18:30 – 20:00
Through the eyes of… Manuel Fadat James Ensor & Alexander Kluge: Visual provocation
The exhibition currently on show is exceptional, both in artistic terms – etched and painted masterpieces by Ensor, videos by Alexander Kluge rarely screened in France – and at the “curatorial” level, because it facilitates the unprecedented meeting between two figures and two bodies of work.
Two epochs, two relationships towards space and society, two visions, two different temperaments, and political and social orientations that diverge, but in similarly troubled contexts. Yet connected nonetheless (around the notion of the “grotesque”, among other things), and falling into a “constellational” genealogy (one of the tenets of the exhibition), whose elements includea distancing from and criticism of human folly and the world in its current state (progressivism, modernism, powers), enacted through images and signs, style and making, line and medium, and through visual provocation.
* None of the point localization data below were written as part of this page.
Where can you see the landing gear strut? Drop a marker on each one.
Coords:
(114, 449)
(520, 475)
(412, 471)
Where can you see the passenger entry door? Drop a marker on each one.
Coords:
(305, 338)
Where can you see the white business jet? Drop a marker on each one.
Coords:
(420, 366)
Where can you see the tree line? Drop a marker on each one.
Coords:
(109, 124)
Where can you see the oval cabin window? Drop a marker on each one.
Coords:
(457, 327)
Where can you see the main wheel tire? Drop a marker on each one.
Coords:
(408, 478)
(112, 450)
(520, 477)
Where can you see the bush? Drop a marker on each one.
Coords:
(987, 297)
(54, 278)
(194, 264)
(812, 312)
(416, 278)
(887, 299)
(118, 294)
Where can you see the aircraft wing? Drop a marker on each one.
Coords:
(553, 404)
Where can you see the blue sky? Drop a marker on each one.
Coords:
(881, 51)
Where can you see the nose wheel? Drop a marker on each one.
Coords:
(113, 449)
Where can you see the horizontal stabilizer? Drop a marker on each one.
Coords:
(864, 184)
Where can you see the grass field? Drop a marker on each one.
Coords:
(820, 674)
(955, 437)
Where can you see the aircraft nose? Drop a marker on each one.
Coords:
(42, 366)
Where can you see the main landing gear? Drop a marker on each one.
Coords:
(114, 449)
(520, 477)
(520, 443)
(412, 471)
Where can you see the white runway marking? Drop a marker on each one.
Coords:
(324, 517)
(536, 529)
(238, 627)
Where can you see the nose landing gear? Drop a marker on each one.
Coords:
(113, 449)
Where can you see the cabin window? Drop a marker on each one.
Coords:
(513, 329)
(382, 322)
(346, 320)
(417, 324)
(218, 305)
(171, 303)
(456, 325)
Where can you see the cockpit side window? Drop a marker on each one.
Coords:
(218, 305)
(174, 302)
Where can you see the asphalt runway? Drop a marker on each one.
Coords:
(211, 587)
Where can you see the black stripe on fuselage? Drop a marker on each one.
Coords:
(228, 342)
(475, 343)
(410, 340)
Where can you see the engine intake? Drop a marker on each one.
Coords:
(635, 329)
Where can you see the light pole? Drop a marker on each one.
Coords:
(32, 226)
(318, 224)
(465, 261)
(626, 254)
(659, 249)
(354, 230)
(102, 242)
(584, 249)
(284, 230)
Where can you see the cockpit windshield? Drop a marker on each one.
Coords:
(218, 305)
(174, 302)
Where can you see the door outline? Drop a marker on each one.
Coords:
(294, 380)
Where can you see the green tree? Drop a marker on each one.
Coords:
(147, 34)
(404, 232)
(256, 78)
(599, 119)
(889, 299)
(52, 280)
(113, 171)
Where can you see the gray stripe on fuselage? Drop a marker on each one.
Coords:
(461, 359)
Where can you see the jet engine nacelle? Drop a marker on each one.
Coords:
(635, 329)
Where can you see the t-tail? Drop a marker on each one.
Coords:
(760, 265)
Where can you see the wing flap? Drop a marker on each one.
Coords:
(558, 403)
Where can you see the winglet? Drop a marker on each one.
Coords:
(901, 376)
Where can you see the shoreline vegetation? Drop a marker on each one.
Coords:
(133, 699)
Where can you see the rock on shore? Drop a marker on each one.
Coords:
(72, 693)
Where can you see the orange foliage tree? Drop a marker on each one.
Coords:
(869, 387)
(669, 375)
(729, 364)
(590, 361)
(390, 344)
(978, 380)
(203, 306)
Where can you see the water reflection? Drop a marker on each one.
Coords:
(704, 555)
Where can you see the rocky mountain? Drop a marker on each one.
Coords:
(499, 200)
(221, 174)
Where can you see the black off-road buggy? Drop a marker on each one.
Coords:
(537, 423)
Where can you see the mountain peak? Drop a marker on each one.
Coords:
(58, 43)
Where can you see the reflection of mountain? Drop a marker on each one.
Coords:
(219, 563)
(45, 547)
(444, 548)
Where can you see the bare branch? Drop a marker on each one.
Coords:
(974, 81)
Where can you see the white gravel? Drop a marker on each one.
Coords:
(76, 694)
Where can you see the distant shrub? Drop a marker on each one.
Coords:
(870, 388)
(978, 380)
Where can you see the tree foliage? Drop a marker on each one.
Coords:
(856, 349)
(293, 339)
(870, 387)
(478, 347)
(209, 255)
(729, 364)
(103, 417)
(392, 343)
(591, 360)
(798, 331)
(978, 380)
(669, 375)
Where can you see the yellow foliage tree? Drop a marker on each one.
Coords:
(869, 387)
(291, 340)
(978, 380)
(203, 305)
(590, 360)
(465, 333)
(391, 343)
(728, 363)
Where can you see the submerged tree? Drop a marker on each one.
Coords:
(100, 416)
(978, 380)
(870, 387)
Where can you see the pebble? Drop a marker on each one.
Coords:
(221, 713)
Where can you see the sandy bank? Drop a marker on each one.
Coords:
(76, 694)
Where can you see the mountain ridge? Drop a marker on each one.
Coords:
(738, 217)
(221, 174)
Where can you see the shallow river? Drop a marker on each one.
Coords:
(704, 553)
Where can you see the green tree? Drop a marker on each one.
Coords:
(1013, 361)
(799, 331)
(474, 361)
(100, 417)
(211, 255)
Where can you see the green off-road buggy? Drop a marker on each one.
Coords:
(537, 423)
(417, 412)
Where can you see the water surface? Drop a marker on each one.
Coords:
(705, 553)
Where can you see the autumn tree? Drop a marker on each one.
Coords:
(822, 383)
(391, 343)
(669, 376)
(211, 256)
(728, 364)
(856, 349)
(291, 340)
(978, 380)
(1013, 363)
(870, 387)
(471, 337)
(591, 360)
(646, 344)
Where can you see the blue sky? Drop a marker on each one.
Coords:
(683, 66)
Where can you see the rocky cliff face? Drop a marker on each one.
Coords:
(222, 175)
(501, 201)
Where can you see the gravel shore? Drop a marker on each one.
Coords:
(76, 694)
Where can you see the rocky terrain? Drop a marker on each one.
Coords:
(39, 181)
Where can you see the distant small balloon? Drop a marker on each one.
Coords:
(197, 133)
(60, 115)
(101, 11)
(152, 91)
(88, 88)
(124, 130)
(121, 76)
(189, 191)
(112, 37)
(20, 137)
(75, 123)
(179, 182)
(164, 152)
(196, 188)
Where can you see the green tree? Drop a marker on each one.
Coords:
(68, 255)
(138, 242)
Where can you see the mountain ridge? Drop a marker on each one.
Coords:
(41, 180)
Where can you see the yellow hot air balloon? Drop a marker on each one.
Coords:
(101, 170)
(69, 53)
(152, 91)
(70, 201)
This dialogue – one of those which brings art history to life – constitutes a fabulous and fantastic occasion to interrogate ourselves as viewers and as subjects. Savouring it to the full, we shall look at the protagonists and their ecosystems, and explore their (political/visual/aesthetic) differences and similarities. We shall then turn our attention, by no means exhaustively, to the iconography of social and political criticism and the use of visual art as a mechanism of restraint revealing the excesses of humankind, all the time remaining as close as possible to our two artists.
Manuel Fadat is an art historian, art critic and independent exhibition curator and also works with the Oudeis team, which he joined in 2012. He is greatly interested in the question of the social and political dimensions in contemporary art. He is an expert in particular on evolutions in glass art and the uses of glass in art. He teaches and writes, and for the past few years has also run major projects with Ecolint, the International School of Geneva.